Thursday, December 13, 2012

Time Enough at Last

J.P. Freire on That Nonexistent Time When Everyone Read More Books:

Julia Ingalls, writing in Salon, laments that the way we consume literature is changing, forcing us to turn to more instantly gratifying, “repackaged” literature. While she eventually praises the works that come of this new cultural shift, she writes that “[t]he reality of the 21st century is that unaccounted-for blocks of time just don’t exist like they used to, at least for anybody who’s trying to make a living.”

Was this true of the twentieth century? Or even the nineteenth? Look, let’s make a rule: Stop yearning for a time when things were supposedly better if it was only “better” for the lucky (and small!) classes or geographic regions that weren’t living on the verge of starvation. We identify with the enlightened classes in history because things are better today for more people.

Every time I read a piece about how much more awesome things were when “everyone” memorized poetry, I wonder if the author knows that “everyone” was really just a handful of the few people who could afford the time to study it. After all, schedules get crunched when you’re trying not to die of cholera or malnutrition.

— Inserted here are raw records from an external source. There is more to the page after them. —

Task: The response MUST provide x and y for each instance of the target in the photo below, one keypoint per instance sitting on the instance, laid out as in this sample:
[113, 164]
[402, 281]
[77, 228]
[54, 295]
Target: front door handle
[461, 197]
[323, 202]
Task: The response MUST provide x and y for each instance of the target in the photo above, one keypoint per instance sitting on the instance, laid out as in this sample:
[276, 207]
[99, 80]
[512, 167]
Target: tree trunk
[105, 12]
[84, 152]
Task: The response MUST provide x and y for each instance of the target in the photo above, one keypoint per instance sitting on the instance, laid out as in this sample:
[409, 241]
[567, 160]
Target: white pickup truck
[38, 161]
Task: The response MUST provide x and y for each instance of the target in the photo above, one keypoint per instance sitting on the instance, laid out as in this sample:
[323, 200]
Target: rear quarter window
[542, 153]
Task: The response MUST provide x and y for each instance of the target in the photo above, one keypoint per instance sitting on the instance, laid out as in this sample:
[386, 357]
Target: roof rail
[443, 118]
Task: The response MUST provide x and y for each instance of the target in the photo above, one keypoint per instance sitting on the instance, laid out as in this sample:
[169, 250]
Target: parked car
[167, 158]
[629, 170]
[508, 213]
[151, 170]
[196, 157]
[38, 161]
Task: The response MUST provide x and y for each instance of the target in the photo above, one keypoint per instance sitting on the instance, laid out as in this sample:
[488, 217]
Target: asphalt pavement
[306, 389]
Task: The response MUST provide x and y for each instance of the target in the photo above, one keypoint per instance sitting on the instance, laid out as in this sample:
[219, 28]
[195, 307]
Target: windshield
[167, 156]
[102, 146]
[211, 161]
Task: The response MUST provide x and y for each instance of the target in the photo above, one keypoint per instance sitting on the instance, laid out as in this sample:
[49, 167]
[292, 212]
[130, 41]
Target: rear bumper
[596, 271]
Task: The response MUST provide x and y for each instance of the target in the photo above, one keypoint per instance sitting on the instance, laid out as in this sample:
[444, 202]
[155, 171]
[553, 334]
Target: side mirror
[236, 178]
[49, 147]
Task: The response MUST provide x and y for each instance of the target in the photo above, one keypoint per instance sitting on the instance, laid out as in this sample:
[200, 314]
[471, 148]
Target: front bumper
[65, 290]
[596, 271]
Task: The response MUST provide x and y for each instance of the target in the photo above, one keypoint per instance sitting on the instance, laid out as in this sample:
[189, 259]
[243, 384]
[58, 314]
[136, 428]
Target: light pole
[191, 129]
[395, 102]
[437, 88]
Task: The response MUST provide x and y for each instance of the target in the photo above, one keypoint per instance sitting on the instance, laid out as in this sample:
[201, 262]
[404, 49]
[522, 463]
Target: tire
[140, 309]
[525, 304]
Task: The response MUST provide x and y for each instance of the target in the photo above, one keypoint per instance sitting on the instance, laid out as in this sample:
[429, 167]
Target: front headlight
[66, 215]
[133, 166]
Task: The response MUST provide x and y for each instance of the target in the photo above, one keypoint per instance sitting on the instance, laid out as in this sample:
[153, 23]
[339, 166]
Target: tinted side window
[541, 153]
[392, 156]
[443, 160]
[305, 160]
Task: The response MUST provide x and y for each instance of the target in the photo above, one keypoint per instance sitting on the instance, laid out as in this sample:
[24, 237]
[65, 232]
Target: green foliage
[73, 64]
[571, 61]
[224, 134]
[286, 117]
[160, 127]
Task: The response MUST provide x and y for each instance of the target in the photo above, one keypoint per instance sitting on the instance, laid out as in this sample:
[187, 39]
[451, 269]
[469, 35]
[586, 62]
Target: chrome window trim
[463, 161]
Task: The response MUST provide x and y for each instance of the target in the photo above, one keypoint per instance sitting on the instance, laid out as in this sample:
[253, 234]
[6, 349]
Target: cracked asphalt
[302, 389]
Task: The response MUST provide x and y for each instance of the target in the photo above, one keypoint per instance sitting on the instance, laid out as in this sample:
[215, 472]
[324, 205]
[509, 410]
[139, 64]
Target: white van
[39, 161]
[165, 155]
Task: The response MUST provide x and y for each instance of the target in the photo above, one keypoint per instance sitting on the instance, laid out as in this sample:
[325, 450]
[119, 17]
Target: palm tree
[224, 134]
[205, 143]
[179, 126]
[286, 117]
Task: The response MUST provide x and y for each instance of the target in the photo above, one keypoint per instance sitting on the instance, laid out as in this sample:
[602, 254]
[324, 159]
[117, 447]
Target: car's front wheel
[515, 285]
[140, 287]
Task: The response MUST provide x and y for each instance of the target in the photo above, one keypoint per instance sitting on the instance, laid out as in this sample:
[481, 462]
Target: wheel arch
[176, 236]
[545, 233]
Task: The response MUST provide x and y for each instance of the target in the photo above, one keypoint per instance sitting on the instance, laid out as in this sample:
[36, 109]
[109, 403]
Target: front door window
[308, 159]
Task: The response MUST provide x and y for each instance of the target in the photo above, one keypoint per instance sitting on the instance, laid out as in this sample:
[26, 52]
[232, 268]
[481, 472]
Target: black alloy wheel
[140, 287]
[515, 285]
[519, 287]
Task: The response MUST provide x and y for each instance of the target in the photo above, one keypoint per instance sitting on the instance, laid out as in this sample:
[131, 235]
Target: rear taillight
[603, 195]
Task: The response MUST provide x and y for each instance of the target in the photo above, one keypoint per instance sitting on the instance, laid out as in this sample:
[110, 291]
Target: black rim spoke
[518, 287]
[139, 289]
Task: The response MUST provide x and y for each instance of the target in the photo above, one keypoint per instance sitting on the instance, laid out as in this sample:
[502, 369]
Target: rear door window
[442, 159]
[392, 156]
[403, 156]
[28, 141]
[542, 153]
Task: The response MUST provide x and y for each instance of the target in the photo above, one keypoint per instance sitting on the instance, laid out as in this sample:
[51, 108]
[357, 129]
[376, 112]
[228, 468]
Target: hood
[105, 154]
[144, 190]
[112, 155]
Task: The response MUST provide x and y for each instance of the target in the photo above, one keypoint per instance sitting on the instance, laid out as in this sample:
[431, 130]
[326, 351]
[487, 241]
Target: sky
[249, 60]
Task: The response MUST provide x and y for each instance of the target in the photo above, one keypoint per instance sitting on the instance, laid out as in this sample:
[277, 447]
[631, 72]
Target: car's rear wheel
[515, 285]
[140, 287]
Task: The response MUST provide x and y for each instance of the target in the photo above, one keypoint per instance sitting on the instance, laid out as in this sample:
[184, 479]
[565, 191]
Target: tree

By any measure you care to use, things are better today for more people than ever in history. On this particular topic of “leisure time” you don’t even have to go back to the 18th or 19th centuries to realize how much has changed. During the 1930s and 40s (when my parents were growing up), around a fifth of all Americans lived and worked on farms. Many of those that didn’t worked in industries like construction, manufacturing, mining, or transportation that involved hard labor, long hours, and little time off. Most who worked for a living had very few “unaccounted-for blocks of time” and neither did the housewife who was raising children (more on average) and cooking, cleaning, and performing all the other chores of domestic life with few of the modern conveniences that we now take for granted.

Do the “unaccounted-for blocks of time” really not exist today because we have to work so much? Or because we choose to fill our lives with other activities that we’ve come to regard as necessary, but would have been viewed as luxuries by previous generations?